A cocky, sometimes ill-tempered wrestler who divides fans, the Mongolian ranks among sumo's greatest champions. And the most controversial. In his most famous transgression of the all-important Sumo hin (dignity), he pulled an opponent to the ground by tugging on his mage (top knot), a tactic that outraged conservative fans.

The fixing allegations started when a reporter for Shukan Gendai - a tabloid published by Kodansha -- grew suspicious of his seemingly effortless winning streak despite apparently partying harder and training less than other wrestlers. The article quoted an unnamed fighter who said the champion paid opponents $6,500 to throw fights.

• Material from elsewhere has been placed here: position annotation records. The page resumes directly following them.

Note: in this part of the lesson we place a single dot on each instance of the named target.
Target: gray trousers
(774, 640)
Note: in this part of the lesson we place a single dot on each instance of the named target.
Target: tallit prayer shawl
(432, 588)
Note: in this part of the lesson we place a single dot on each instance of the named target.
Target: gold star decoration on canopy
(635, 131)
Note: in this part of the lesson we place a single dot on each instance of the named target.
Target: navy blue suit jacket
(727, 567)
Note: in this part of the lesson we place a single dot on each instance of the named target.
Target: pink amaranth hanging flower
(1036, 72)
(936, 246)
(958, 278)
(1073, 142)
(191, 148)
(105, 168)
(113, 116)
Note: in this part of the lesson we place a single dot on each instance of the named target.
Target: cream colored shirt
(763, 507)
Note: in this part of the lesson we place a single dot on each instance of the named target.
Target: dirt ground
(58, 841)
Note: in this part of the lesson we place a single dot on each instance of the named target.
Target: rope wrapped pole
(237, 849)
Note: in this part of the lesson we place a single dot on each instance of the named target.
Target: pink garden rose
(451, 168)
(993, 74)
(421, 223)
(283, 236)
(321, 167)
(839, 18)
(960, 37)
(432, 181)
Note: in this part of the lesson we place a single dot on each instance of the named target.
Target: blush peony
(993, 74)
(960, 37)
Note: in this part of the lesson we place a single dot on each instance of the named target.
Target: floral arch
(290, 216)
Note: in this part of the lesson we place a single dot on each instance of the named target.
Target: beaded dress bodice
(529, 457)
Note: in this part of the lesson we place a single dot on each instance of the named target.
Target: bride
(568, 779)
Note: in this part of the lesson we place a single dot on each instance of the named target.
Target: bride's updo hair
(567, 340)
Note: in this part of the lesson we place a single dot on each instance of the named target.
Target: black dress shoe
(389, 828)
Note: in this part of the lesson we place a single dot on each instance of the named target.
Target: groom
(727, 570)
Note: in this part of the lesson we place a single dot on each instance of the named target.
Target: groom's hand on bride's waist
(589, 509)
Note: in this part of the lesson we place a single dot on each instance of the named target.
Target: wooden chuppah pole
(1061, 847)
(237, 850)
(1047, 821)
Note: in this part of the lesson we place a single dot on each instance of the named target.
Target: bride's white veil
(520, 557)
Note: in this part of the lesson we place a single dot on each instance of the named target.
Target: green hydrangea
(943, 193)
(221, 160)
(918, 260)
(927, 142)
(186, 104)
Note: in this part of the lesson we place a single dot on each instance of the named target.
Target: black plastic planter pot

But it was not this that sent Asashoryu's reign, which climaxed with a record six-tournament win in 2005, sprawling to the mat. The killer blow came last year when he was caught playing a charity soccer match in his home country, after he lied about an injury. The sport's ruling body suspended him from two tournaments and slashed his monthly salary by 30 per cent -- among the toughest punishments in the sport's history until the recent sacking of three Russian wrestlers.

Asashoryu nursed his wounds amid rumours of a breakdown, before bouncing back this year with his 22nd tournament win. But haunted by injury, the 28-year-old no longer looks invincible and has pulled out of the last two tournaments. Whatever happens in court, many believe he is a spent force in the ring.